简体繁体 English

归档 AWS RDS mysql 数据库

[英]Archiving AWS RDS mysql Database

原文 2020-01-29 07:07:14 3 2 mysql/ amazon-web-services/ amazon-s3/ amazon-rds/ amazon-glacier

I am looking for options to archive my old data from specific tables of an AWS RDS MySQL database.我正在寻找从 AWS RDS MySQL 数据库的特定表中存档我的旧数据的选项。 I came across AWS S3, AWS Glacier and copy the data to either one using some Pipelines or Buckets, but from what I understood they copy the data to vault or backups the data, but don't move them.我遇到了 AWS S3、AWS Glacier 并使用一些管道或存储桶将数据复制到其中之一，但据我所知，他们将数据复制到保管库或备份数据，但不移动它们。

Is there a proper option to archive the data by moving from RDS to S3 or Glacier or Deep Archive?是否有通过从 RDS 移动到 S3 或 Glacier 或 Deep Archive 来存档数据的正确选项？ ie, deleting from the table in AWS RDS after creating an archive.即，在创建存档后从 AWS RDS 中的表中删除。 What would be the best option for the archival process with my requirements and would it affect the replicas that already exist?符合我的要求的存档过程的最佳选择是什么，它会影响已经存在的副本吗？

2 个解决方案

The biggest consideration when "archiving" the data is ensuring that it is in a useful format should you every want it back again. “归档”数据时最大的考虑是确保它是一种有用的格式，如果你想要它再次回来。

Amazon RDS recently added that ability to export RDS snapshot data to Amazon S3 . Amazon RDS 最近添加了将 RDS 快照数据导出到 Amazon S3 的功能。

Thus, the flow could be:因此，流程可能是：

Create a snapshot of the Amazon RDS database创建Amazon RDS 数据库的快照
Export the snapshot to Amazon S3 as a Parquet file (you can choose to export specific sets of databases, schemas, or tables)将快照作为 Parquet 文件导出到 Amazon S3（您可以选择导出特定的数据库、架构或表集）
Set the Storage Class on the exported file as desired (eg Glacier Deep Archive)根据需要在导出的文件上设置存储类（例如 Glacier Deep Archive）
Delete the data from the source database (make sure you keep a Snapshot or test the Export before deleting the data!)从源数据库中删除数据（确保在删除数据之前保留快照或测试导出！
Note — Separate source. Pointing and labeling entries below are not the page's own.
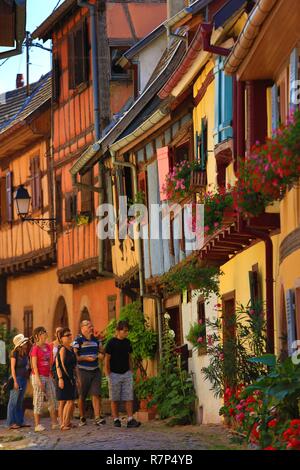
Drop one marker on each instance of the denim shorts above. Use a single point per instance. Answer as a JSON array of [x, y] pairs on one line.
[[121, 386]]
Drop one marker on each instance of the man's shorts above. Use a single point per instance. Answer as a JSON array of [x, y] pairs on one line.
[[121, 386], [89, 383]]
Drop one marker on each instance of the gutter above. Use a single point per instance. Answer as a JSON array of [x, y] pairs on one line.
[[206, 32], [248, 35], [77, 184], [157, 116], [269, 283], [135, 190], [119, 127]]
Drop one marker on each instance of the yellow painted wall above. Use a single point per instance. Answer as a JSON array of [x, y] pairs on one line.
[[236, 276], [41, 291]]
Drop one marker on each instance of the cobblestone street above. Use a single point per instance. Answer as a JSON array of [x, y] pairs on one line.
[[154, 435]]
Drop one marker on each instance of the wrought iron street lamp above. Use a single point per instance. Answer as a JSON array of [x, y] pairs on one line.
[[22, 202]]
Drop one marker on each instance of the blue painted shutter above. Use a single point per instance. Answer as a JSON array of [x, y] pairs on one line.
[[294, 77], [291, 320], [217, 100], [275, 107], [227, 102]]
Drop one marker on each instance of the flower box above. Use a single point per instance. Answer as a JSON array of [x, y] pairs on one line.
[[198, 181]]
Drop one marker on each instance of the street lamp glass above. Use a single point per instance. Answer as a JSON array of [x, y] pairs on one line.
[[22, 201]]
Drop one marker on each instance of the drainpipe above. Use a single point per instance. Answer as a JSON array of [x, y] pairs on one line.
[[159, 311], [135, 190], [206, 31], [269, 283], [100, 189]]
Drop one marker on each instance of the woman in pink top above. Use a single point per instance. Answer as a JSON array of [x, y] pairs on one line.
[[42, 382]]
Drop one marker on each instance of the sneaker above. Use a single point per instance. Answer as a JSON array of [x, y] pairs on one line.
[[133, 423], [39, 428], [82, 422], [100, 421]]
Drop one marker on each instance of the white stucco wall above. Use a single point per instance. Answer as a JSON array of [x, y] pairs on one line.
[[206, 400]]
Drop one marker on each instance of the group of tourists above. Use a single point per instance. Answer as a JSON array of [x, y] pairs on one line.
[[67, 370]]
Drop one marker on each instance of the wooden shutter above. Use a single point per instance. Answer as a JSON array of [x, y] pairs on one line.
[[36, 191], [68, 208], [275, 107], [203, 144], [71, 61], [217, 72], [55, 80], [87, 195], [58, 200], [164, 162], [111, 303], [3, 211], [291, 320], [9, 196], [28, 322], [294, 76], [73, 206]]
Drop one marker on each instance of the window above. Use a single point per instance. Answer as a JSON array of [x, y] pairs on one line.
[[78, 56], [9, 197], [255, 288], [87, 198], [112, 308], [35, 176], [3, 209], [115, 55], [55, 79], [28, 322], [70, 207], [201, 318], [223, 103], [182, 152]]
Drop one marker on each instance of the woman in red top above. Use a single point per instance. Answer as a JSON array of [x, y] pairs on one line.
[[42, 382]]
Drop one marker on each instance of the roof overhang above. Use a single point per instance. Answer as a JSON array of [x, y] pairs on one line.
[[45, 29], [265, 44], [12, 26]]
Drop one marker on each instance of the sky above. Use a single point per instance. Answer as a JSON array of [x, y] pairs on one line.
[[37, 11]]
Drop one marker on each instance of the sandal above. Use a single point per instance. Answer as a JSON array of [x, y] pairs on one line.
[[14, 426], [65, 428]]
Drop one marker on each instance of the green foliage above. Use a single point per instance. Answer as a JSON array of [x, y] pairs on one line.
[[144, 388], [215, 204], [204, 279], [174, 392], [229, 354], [280, 387], [143, 338], [197, 335]]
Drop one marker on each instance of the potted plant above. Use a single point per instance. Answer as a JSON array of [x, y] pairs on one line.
[[197, 336], [144, 390]]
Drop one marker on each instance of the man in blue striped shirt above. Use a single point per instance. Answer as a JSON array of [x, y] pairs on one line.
[[89, 350]]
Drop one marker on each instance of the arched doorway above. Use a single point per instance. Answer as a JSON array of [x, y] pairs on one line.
[[61, 314]]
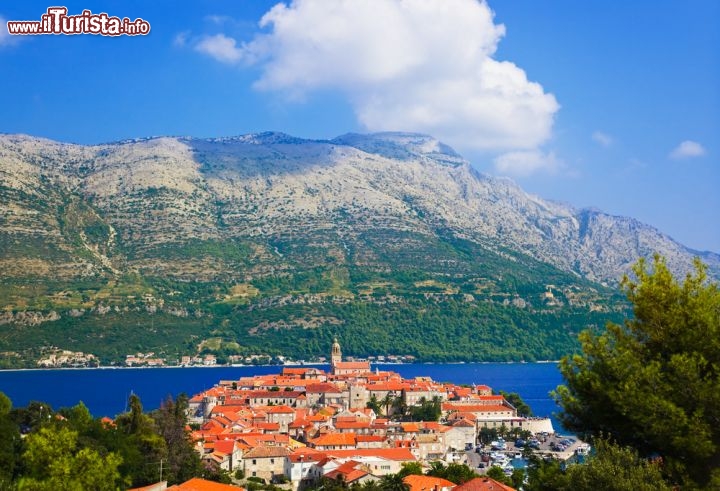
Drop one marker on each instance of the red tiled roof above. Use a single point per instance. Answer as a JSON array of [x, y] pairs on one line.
[[475, 408], [334, 439], [197, 484], [353, 365], [322, 387], [483, 484], [266, 451], [426, 483], [397, 454]]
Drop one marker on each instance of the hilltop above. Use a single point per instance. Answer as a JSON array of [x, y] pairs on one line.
[[270, 243]]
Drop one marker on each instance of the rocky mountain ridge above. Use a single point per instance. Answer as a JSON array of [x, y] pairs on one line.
[[147, 194]]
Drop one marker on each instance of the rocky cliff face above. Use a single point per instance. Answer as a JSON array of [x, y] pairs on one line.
[[159, 206]]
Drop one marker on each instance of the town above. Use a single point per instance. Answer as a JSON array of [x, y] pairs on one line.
[[298, 426]]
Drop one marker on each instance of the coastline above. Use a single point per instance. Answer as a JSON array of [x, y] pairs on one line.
[[427, 363]]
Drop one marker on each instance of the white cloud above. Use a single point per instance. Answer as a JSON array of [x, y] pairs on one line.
[[220, 47], [218, 19], [5, 38], [687, 149], [526, 163], [603, 138], [181, 39], [412, 65]]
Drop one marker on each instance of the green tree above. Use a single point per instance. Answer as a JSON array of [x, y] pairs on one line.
[[374, 404], [183, 462], [616, 468], [9, 443], [653, 384], [498, 474], [408, 468], [518, 403], [53, 462], [140, 445], [393, 482], [459, 473], [545, 475]]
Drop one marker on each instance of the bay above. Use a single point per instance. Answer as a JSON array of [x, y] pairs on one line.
[[105, 390]]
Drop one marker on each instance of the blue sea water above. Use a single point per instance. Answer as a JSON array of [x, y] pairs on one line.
[[105, 391]]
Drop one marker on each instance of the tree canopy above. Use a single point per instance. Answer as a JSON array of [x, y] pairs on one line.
[[653, 383]]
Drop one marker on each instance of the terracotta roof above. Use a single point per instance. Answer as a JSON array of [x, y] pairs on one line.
[[464, 423], [483, 484], [334, 439], [410, 427], [353, 365], [160, 486], [280, 409], [349, 472], [426, 483], [225, 446], [266, 451], [370, 438], [322, 388], [306, 454], [398, 454], [475, 408], [197, 484], [345, 425]]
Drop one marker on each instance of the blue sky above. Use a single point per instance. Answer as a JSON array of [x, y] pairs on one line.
[[614, 105]]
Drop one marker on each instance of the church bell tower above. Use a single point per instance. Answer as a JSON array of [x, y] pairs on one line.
[[336, 355]]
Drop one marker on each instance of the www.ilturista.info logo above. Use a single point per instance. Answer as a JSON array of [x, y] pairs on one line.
[[56, 21]]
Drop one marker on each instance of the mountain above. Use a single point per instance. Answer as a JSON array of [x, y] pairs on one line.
[[223, 235]]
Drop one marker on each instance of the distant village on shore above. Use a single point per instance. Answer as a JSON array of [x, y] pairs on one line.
[[295, 427]]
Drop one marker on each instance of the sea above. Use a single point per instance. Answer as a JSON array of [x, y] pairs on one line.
[[105, 391]]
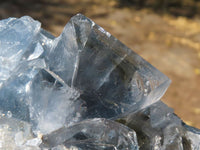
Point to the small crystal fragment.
(97, 133)
(61, 93)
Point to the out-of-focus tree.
(176, 7)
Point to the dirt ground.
(171, 44)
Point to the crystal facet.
(65, 92)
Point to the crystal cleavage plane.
(75, 90)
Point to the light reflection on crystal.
(54, 92)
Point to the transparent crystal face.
(55, 92)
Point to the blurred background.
(164, 32)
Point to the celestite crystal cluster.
(83, 90)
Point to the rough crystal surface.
(55, 92)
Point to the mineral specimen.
(68, 92)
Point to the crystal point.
(65, 92)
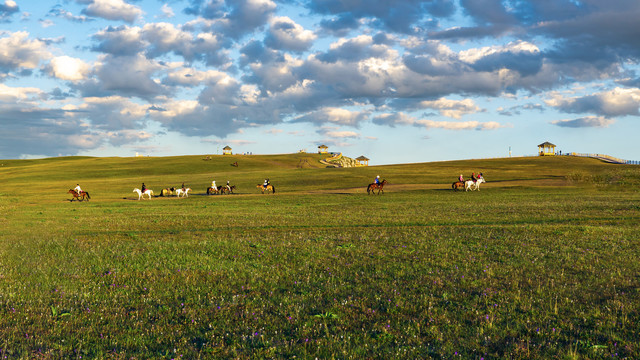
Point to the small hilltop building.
(363, 160)
(546, 149)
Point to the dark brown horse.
(372, 187)
(79, 196)
(457, 185)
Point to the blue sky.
(397, 81)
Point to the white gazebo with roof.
(546, 149)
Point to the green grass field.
(542, 262)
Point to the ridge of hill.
(115, 176)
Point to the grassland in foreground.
(541, 263)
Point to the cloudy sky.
(394, 80)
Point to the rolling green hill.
(115, 177)
(542, 263)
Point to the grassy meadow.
(541, 263)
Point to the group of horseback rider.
(474, 177)
(215, 188)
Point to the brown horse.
(227, 190)
(267, 189)
(372, 187)
(80, 197)
(457, 185)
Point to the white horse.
(470, 184)
(148, 192)
(183, 193)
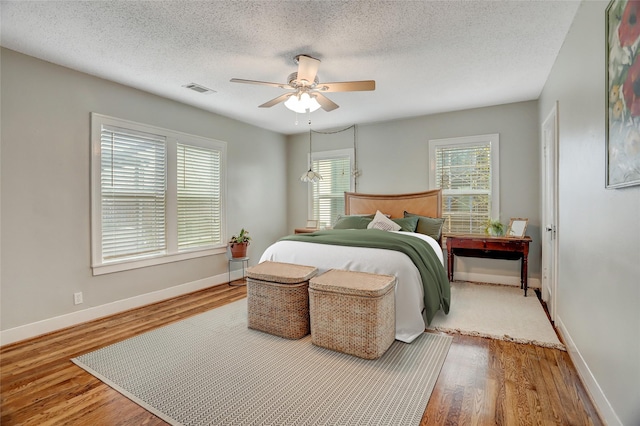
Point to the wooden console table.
(489, 247)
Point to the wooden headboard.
(427, 203)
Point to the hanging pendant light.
(310, 176)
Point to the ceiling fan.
(306, 91)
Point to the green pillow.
(352, 222)
(431, 226)
(407, 224)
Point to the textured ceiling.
(425, 56)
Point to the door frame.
(549, 214)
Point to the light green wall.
(393, 158)
(598, 299)
(45, 190)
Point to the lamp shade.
(310, 176)
(302, 102)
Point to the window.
(326, 199)
(466, 169)
(157, 195)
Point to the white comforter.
(409, 293)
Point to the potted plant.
(494, 228)
(238, 244)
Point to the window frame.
(171, 254)
(494, 142)
(327, 155)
）

When you later wish to access the data:当您稍后希望访问数据时：

Restore the data if necessary (based upon Storage Class)必要时恢复数据（基于存储类）
Use Amazon Athena to query the data directly from Amazon S3使用 Amazon Athena 直接从 Amazon S3查询数据

Recently I did build a similar pipeline using AWS lambda that runs on a cron schedule(Cloudwatch event) every month to take a manual snapshot of the RDS, export it to S3, and delete the records that are older than n days最近我确实使用 AWS lambda 构建了一个类似的管道，该管道每月按 cron 计划（Cloudwatch 事件）运行，以手动拍摄 RDS 快照，将其导出到 S3，并删除超过 n 天的记录

I added a gist of the util class that I used, adding it here if it helps anyone JS Util class to create and export Db snapshots to S3我添加了我使用的 util 类的要点，如果它可以帮助任何人JS Util 类创建并将 Db 快照导出到 S3，则将其添加到此处

PS: I just wanted to add it as a comment to the approved answer but don't have enough reputations for that. PS：我只是想将其添加为已批准答案的评论，但没有足够的声誉。